The Russafa workflow stays actor-driven. Make Effects CLI does not parse
`S01E01-A2.shotlist.md`, call `../subtitles` scripts, or render Remotion. The
external actor chooses prompts and refs from the shotlist, while the Make
Effects website remains the source of truth for assets, variants, and lineage.
Downloaded local files are handoff artifacts; local run manifests are debug
traces.

Example command shape for Diario de Russafa S01E01 A2:

```bash
makefx login
makefx spaces create "Diario de Russafa S01E01" --init

makefx upload ../subtitles/art/social-video/cast/anna-sheet-v1.jpg \
  --name "Anna cast sheet" \
  --type character

makefx upload ../subtitles/art/social-video/references/episode-backdrop-s01e01-kitchen-16x9-v1.jpg \
  --name "S01E01 kitchen backdrop" \
  --type scene

makefx derive \
  --refs <backdrop_variant>,<anna_variant>,<roman_variant> \
  --name "S01E01 A2 shot 01 keyframe" \
  --type scene \
  -o ../subtitles/art/social-video/references/episode-scene-s01e01-a2-01.jpg \
  "Compose the Cocina keyframe from the selected backdrop and cast references."

makefx video derive \
  --refs <shot01_keyframe_variant> \
  -o ../subtitles/art/social-video/russafa/clips/clip-s01e01-a2-01.mp4 \
  "medium shot; Anna moves toward the door; slow push-in"
```

`../subtitles` still owns `pnpm cli episodes download`, word timings,
`make:russafa`, and the Remotion render.

## End-To-End Test Loop

Run the media foundation loop without external generation providers:

```bash
pnpm run test:e2e:media-foundation
```

This builds the app, starts a local Wrangler worker with an isolated D1/R2/DO
state directory, uploads image/audio/video assets through the website API,
downloads them through authenticated variant media routes, checks range support,
triggers one WebSocket generation with the fake image provider, and verifies the
generated media through the same authenticated media route.

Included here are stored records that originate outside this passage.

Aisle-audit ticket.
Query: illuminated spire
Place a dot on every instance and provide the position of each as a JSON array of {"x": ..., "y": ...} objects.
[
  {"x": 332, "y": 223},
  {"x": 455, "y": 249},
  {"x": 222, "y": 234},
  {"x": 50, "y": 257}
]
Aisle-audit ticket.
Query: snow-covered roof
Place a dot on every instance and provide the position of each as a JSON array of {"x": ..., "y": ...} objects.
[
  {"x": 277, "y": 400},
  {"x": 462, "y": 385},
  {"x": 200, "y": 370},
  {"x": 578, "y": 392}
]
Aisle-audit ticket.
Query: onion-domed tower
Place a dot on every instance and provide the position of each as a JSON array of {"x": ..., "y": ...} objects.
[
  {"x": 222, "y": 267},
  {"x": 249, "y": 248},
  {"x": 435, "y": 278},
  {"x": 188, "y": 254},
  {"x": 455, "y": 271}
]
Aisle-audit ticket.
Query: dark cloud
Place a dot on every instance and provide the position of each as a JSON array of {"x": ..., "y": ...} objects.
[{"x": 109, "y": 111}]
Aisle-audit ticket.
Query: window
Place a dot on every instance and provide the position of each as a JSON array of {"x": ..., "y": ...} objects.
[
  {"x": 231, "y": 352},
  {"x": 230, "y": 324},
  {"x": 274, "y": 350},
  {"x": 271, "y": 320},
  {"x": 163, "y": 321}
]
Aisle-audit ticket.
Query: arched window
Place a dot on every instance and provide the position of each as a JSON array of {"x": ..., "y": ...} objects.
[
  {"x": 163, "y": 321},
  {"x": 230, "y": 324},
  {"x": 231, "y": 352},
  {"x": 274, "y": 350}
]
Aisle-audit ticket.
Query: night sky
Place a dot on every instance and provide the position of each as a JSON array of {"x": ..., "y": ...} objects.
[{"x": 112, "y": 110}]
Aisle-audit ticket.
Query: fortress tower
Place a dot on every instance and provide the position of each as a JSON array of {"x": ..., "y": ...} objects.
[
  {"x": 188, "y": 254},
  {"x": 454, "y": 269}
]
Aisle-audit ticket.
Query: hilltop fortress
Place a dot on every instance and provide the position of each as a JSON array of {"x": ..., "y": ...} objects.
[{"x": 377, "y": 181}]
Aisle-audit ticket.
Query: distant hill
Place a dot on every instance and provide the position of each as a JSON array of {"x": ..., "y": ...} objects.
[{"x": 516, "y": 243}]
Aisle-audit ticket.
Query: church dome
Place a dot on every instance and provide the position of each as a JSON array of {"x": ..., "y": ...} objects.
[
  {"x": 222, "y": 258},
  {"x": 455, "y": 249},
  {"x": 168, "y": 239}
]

Run the CLI/worker media generation loop without external provider calls:

```bash
pnpm run test:e2e:cli-forge
```

This starts a local Wrangler worker, applies local D1 migrations in an isolated
temporary state directory, creates a dev-authenticated space, runs image
`generate`/`refine`/`derive`/`batch`, audio SFX generation, podcast dialogue
generation from `--input`, video `generate`/`derive`, and generic media export.
It verifies downloaded image, audio, and video files and forces fake backend
providers instead of calling Gemini, ElevenLabs, or Veo.